Vice-president student life Kirsty McGowan encouraged council members to vote in favour of the resolution on April 5, emphasizing that Quality Money funding is “not SU money, but the university’s money.”

“It is a privilege — not a right — that we get to tell them how we think we should spend it,” McGowan said during the meeting.

McGowan cited the months of deliberation that had gone into the recommendations.

“The committee felt that having access to the full applications, following our own processes and being designated authority by SLC that we would recommend the list we felt was best,” McGowan said. “We stuck by our decisions that we spent four months making.”

According to McGowan, if the vote on April 5 had not passed, the current council wouldn’t be able to decide Quality Money distribution.
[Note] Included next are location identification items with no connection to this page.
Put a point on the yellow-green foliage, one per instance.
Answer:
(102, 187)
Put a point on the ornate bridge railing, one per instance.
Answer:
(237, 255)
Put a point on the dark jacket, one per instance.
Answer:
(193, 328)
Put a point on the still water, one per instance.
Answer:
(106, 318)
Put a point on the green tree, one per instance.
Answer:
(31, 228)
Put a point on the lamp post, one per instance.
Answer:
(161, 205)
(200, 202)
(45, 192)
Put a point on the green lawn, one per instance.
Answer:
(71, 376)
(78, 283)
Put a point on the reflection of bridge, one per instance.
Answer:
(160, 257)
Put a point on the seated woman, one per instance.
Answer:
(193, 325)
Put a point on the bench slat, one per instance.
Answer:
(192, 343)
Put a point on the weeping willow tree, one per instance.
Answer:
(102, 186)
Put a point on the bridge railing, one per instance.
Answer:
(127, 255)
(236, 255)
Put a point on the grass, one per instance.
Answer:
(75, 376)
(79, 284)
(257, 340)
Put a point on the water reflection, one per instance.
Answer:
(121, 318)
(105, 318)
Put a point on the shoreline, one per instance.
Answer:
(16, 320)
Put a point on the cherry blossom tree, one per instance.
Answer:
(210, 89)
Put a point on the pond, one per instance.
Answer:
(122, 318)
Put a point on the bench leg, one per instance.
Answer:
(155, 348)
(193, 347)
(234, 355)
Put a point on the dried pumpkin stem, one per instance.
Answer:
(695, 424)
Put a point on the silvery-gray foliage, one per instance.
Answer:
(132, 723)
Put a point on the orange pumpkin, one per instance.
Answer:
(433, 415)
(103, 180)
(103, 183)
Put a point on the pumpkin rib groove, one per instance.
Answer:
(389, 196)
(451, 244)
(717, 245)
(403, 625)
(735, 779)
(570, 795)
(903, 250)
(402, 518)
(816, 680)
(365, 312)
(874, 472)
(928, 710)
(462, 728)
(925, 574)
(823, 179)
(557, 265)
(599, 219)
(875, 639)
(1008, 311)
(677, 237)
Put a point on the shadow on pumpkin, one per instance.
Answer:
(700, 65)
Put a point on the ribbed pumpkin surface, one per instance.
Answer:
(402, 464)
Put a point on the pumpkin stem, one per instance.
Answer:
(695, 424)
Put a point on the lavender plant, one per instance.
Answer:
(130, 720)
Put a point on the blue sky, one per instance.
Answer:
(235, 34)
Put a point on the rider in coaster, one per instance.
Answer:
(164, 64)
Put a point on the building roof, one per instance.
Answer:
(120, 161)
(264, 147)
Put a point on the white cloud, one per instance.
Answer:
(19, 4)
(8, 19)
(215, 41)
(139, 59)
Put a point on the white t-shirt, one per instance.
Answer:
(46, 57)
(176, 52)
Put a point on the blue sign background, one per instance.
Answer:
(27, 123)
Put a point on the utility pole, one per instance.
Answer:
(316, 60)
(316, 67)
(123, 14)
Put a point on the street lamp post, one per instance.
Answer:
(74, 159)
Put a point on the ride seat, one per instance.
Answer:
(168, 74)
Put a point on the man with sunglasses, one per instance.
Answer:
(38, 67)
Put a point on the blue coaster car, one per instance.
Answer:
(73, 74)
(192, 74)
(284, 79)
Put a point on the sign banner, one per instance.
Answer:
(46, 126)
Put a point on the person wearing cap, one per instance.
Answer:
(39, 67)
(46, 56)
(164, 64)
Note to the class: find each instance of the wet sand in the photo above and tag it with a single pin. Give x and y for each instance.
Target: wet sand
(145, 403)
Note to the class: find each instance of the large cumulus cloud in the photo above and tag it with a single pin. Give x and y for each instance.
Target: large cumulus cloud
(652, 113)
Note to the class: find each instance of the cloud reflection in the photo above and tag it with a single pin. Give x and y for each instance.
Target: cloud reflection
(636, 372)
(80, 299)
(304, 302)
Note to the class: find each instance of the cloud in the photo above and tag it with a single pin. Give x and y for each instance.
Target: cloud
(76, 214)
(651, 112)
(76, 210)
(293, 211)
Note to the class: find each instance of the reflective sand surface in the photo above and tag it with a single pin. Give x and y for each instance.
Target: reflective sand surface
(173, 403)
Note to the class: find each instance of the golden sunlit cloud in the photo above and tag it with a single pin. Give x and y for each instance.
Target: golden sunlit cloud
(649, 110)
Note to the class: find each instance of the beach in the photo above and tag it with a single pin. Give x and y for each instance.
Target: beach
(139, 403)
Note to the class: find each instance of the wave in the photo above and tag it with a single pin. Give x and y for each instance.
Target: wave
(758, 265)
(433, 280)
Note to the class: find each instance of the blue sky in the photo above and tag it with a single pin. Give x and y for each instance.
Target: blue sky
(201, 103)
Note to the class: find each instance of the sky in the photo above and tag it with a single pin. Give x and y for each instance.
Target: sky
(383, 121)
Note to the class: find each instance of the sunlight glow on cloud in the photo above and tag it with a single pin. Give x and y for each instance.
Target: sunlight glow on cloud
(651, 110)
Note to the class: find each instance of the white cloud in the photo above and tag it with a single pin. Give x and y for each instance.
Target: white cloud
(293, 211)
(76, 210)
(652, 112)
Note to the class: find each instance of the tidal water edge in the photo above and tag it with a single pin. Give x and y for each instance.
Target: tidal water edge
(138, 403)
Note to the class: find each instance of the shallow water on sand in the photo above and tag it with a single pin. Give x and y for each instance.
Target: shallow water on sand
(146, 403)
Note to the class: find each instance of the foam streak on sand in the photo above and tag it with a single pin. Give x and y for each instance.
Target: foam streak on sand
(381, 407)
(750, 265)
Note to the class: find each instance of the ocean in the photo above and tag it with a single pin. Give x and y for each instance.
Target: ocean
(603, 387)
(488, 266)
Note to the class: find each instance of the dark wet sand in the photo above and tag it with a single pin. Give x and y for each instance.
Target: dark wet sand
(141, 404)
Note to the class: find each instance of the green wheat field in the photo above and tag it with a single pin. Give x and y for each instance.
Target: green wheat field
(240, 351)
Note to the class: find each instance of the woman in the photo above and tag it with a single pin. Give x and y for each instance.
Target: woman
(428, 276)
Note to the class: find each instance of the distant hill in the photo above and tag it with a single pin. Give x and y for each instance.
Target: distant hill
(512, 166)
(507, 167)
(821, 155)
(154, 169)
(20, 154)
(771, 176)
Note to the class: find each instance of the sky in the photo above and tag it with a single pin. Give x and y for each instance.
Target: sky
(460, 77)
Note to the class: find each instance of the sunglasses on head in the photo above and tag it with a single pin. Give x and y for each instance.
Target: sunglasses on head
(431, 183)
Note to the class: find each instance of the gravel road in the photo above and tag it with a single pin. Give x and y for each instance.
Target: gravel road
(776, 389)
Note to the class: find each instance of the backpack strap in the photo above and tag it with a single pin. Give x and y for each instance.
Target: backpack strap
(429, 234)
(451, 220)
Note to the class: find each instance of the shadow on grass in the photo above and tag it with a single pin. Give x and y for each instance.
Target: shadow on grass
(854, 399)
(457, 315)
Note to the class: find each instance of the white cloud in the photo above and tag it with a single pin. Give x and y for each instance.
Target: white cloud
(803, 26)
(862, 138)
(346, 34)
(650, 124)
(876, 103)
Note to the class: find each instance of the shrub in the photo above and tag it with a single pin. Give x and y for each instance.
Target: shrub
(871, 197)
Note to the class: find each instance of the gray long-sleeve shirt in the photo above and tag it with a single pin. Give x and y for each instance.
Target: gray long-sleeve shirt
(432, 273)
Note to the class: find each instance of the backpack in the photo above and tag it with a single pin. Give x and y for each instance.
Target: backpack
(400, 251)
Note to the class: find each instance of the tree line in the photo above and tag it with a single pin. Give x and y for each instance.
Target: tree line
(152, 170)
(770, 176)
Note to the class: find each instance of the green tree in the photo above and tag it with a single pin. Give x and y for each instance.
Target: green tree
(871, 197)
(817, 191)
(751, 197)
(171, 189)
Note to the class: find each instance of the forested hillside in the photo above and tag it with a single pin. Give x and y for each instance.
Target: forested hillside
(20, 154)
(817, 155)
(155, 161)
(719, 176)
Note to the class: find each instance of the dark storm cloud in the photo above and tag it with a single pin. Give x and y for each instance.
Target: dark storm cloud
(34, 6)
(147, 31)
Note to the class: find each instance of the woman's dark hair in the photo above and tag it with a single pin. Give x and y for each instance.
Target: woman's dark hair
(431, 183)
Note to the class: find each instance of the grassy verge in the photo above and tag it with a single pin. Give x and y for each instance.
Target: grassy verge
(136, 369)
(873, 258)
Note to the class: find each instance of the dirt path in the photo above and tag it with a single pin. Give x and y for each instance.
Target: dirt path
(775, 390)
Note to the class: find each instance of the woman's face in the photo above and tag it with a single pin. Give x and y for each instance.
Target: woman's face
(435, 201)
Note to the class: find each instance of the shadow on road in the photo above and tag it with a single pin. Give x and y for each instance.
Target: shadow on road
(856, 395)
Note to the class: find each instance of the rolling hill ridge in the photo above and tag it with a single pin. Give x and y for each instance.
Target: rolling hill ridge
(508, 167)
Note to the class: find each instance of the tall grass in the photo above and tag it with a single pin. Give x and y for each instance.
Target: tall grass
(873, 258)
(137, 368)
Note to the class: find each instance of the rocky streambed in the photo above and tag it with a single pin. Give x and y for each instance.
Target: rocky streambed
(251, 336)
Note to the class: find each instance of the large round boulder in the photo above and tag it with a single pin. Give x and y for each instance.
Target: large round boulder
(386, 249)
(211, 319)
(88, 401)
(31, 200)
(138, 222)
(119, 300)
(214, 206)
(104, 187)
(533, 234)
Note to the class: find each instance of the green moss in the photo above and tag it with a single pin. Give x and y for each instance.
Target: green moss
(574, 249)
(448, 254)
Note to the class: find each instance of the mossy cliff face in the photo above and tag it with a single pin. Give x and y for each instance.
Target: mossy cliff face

This could potentially jeopardize the SU’s relationship with the university concerning the program’s future.

“If they are not approved, it is highly likely that SLC will not make Quality Money recommendations this year,” McGowan said before the voting took place. “If we do not spend [this money], it won’t be spent. And projects that could benefit students will not happen.”

Haskayne School of Business representative Conrad Lowe was the most vocal opponent of the resolution.

“I find it exceedingly disappointing that Quality Money Committee has returned an unchanged recommendations list when the vast majority of students on council last week voiced their concerns and then voted these down,” Lowe said during the meeting. “It is clear that Quality Money committee listened to the concerns of students, chose not to reevaluate any of the recommendations [and then] sent them back with an ultimatum that forces us into rubber stamping.”

The list of recommendations will now go to the U of C’s Board of Governors for final approval. The money for the approved projects will be distributed through the summer.

According to McGowan, the SU will soon be entering negotiations with the university regarding a three-year extension to the Quality Money program.

Both McGowan and Lowe both declined to comment following the meeting.